CMU Theory Lunch: Abhradeep Guha Thakurta, Diffentially Private Empirical Risk Minimization and High-dimensional Regression

Diffentially Private Empirical Risk Minimization and High-dimensional Regression

October 10, 2012

In the recent past there have been several high-profile privacy breaches on machine learning based systems which satisfied various ad-hoc notions of privacy. Some of the examples being: attack on Amazon recommendation system by Calandrino et al. in 2011, attack on Facebook advertisement system by Korolova in 2011 etc. With these breaches in place, an obvious question that arises is “How can we design learning algorithms with rigorous privacy guarantees?”

In this talk, I will focus on designing convex empirical risk minimization (ERM) algorithms (a special class of learning algorithms) with differential privacy guarantees. In the recent past, differential privacy has emerged as one of the most commonly used rigorous notions of privacy.

My talk will be logically segregated into two parts:

Part a) Private ERM in low-dimension: In this part, I will discuss about various approaches for differentially private ERM when the number of data samples (n) exceeds the dimensionality of the problem (p).

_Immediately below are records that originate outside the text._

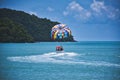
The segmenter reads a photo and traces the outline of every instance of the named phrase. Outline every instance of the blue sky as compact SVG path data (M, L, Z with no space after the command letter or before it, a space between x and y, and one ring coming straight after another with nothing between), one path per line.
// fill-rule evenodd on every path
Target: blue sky
M119 0L0 0L0 8L67 24L77 41L120 41Z

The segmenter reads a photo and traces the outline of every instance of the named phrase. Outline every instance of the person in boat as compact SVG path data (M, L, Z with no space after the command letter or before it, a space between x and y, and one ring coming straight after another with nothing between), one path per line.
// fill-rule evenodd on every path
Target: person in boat
M63 47L62 46L57 46L56 51L63 51Z

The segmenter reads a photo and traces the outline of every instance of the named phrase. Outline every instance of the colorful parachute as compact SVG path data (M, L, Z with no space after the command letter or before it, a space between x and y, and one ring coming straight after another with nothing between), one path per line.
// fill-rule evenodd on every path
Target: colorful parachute
M71 35L71 30L65 24L57 24L52 28L51 38L53 40L56 39L64 39Z

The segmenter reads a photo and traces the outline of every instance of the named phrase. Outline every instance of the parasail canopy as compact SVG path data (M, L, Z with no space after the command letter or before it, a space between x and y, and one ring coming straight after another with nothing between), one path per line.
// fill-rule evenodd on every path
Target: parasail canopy
M69 36L71 36L71 30L66 24L57 24L52 27L51 38L53 40L64 39L68 38Z

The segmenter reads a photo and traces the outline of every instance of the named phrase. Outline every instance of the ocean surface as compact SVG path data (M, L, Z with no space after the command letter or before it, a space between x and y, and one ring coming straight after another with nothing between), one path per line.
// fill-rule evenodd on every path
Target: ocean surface
M0 43L0 80L120 80L120 42Z

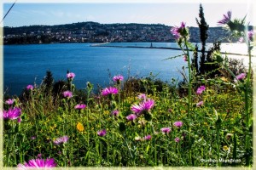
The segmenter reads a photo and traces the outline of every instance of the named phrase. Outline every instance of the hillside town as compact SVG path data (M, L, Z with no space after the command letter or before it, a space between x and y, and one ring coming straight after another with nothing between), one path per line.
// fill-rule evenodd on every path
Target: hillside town
M160 24L100 24L79 22L58 26L3 27L4 44L175 42L172 26ZM189 27L192 42L200 42L198 27ZM210 27L207 42L229 36L222 27ZM232 40L225 40L232 42ZM224 42L224 41L223 41Z

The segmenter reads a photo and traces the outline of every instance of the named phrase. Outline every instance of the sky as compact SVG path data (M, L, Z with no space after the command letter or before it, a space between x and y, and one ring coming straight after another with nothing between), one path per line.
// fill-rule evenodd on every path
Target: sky
M15 0L3 2L2 16L4 16L14 2ZM22 3L22 0L17 0L4 19L3 26L14 27L32 25L54 26L84 21L102 24L141 23L179 26L182 21L184 21L188 26L197 26L195 18L198 18L200 5L198 1L178 3L171 0L168 1L171 3L160 0L153 3L150 1L148 1L149 3L87 1L87 3L61 3L61 1L44 2L44 3L42 1L37 3L31 2ZM232 18L243 18L247 14L247 21L251 25L253 24L253 9L248 3L250 1L233 0L220 3L218 0L204 0L201 2L205 19L211 27L218 26L217 22L228 10L232 11Z

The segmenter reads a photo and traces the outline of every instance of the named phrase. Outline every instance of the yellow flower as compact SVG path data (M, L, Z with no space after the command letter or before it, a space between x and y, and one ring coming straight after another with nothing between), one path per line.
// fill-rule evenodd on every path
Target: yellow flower
M80 131L80 132L83 132L83 131L84 130L84 126L83 126L82 123L78 122L78 124L77 124L77 129L78 129L79 131Z

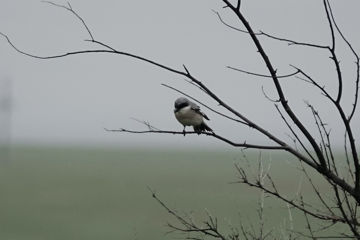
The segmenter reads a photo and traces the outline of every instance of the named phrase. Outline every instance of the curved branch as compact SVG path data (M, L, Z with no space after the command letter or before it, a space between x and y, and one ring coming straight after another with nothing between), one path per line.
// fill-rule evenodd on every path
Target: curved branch
M87 28L87 26L86 26L86 24L85 24L85 22L84 22L84 21L82 20L82 18L81 18L81 17L80 17L78 15L76 14L76 13L73 11L72 9L71 8L71 6L70 5L70 4L68 2L68 4L69 5L69 8L68 8L67 7L66 7L65 6L62 6L62 5L58 5L58 4L55 4L55 3L51 3L51 2L49 2L47 1L42 1L41 2L43 3L50 3L53 4L53 5L55 5L55 6L57 6L58 7L64 8L67 9L68 10L69 10L72 13L75 14L75 15L76 15L76 16L77 17L77 18L81 20L81 22L82 22L82 23L84 24L84 26L85 26L85 27L86 28L86 30L87 30L87 32L89 33L89 34L90 35L90 36L91 37L91 39L93 41L94 41L94 38L93 37L93 35L91 35L91 33L90 32L90 31L89 30L89 29Z
M236 70L237 71L239 71L239 72L244 72L246 73L247 73L248 74L250 74L251 75L254 75L256 76L260 76L260 77L273 77L273 76L268 76L266 75L262 75L261 74L258 74L257 73L253 73L250 72L247 72L246 71L244 71L243 70L240 70L239 69L238 69L237 68L232 68L231 67L227 67L227 68L231 68L231 69L233 69L234 70ZM294 75L296 75L297 73L300 72L300 70L298 69L297 71L296 72L294 73L291 73L291 74L289 74L289 75L285 75L283 76L277 76L276 77L278 78L280 78L282 77L290 77L291 76L293 76Z
M203 134L207 136L211 136L220 139L222 141L225 142L233 146L234 147L240 147L245 148L256 148L259 149L276 149L288 150L289 147L283 146L262 146L260 145L254 145L253 144L248 144L247 143L235 143L232 142L225 137L223 137L219 135L217 135L215 133L212 132L202 132L199 133L197 132L186 132L186 133L184 133L183 132L174 132L173 131L154 131L152 130L147 131L132 131L126 130L124 128L121 128L120 130L108 130L104 128L104 129L108 132L131 132L135 133L144 133L148 132L152 132L154 133L171 133L172 134Z
M245 26L245 27L246 28L248 31L249 32L253 33L253 31L252 31L252 29L250 27L248 22L238 10L234 8L228 0L222 0L223 1L228 4L228 6L236 14L239 19L241 21L243 24ZM276 72L273 67L271 63L270 63L270 60L269 60L269 58L266 55L265 51L262 48L262 47L260 44L260 42L259 42L259 40L257 39L256 36L253 34L250 34L249 35L252 39L256 47L257 48L259 53L261 55L261 56L266 63L266 66L269 69L269 71L272 77L274 83L275 85L275 86L279 94L280 100L284 109L285 109L288 115L289 115L293 121L294 122L297 126L299 128L300 131L301 131L303 134L304 134L307 139L308 141L311 145L313 148L314 148L314 150L315 151L315 152L318 158L319 159L319 161L320 162L321 168L322 169L321 171L325 172L328 171L328 169L327 169L326 167L326 162L324 156L321 154L321 151L320 150L319 146L317 144L311 134L310 134L310 133L307 131L307 130L302 125L302 124L301 123L300 121L297 118L288 104L288 101L285 99L285 96L284 95L284 93L283 92L282 89L280 86L280 83L279 82L279 80L276 75ZM359 198L359 200L360 200L360 198Z

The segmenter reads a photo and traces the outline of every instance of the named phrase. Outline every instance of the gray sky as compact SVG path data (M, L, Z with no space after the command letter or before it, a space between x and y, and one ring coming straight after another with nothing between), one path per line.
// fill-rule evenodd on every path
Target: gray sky
M242 2L242 12L256 32L261 30L301 42L331 44L322 1ZM65 1L54 2L67 4ZM330 2L338 26L360 53L360 2ZM212 10L218 12L226 23L244 30L230 9L222 8L222 1L73 0L69 3L95 40L179 71L184 71L182 64L185 64L193 76L221 99L280 139L289 141L284 133L289 134L289 130L274 103L264 97L261 90L264 86L269 98L277 99L271 80L226 68L269 74L248 35L226 26ZM90 39L89 36L82 23L69 11L40 1L2 0L0 22L0 32L19 49L30 54L46 56L104 49L84 41ZM339 35L336 36L336 52L344 79L342 105L350 114L355 93L355 59ZM264 36L259 39L279 75L294 72L289 65L291 64L320 85L325 85L333 96L336 94L336 72L328 51L288 46L283 41ZM106 132L103 129L146 130L146 126L129 118L133 117L148 121L162 130L182 131L173 110L175 100L183 96L161 85L162 83L233 116L180 75L114 54L35 59L17 52L2 37L0 52L0 81L3 83L7 79L12 81L13 143L174 148L227 146L204 136L193 135L184 138L163 134ZM318 90L293 76L280 81L290 106L303 124L311 131L316 129L310 109L303 103L306 100L319 111L323 122L330 124L333 144L341 147L344 129L337 127L341 123L339 118L329 101ZM211 119L209 125L218 134L235 142L274 145L253 129L204 107L202 109ZM357 139L360 139L356 127L359 117L357 113L352 123ZM317 132L314 137L319 141Z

I will discuss two of our new approaches towards private ERM in the low-dimensional setting: i) Improved objective perturbation algorithm (which is an improvement over the initial algorithm proposed by Chaudhuri et al. in 2008 and 2011) and ii) Online convex programming (OCP) based algorithm. To conclude this part, I will do a comparative study of these two approaches along with another approach existent in the literature (i.e., output perturbation by Chaudhuri et al. , 2011).

Part b) Sparse regression in high-dimensions: In this section, I will discuss about the first private ERM algorithms in high-dimensions (i.e., where the number of data samples (n) is much smaller than the dimensionality of the problem (p). I will restrict myself to the sparse regression setting, where we assume that the underlying parameter vector \theta^* defining the regression model is sparse, i.e., has very few non-zero entries. I will discuss four different algorithms for differentially private sparse regression, two of which will be specific to linear regression. I will compare these four algorithms in terms of their sample complexity and running time.

Joint work with Prateek Jain [MSR, India], Daniel Kifer [Penn State], Pravesh Kothari [University of Texas, Austin] and Adam Smith [Penn State].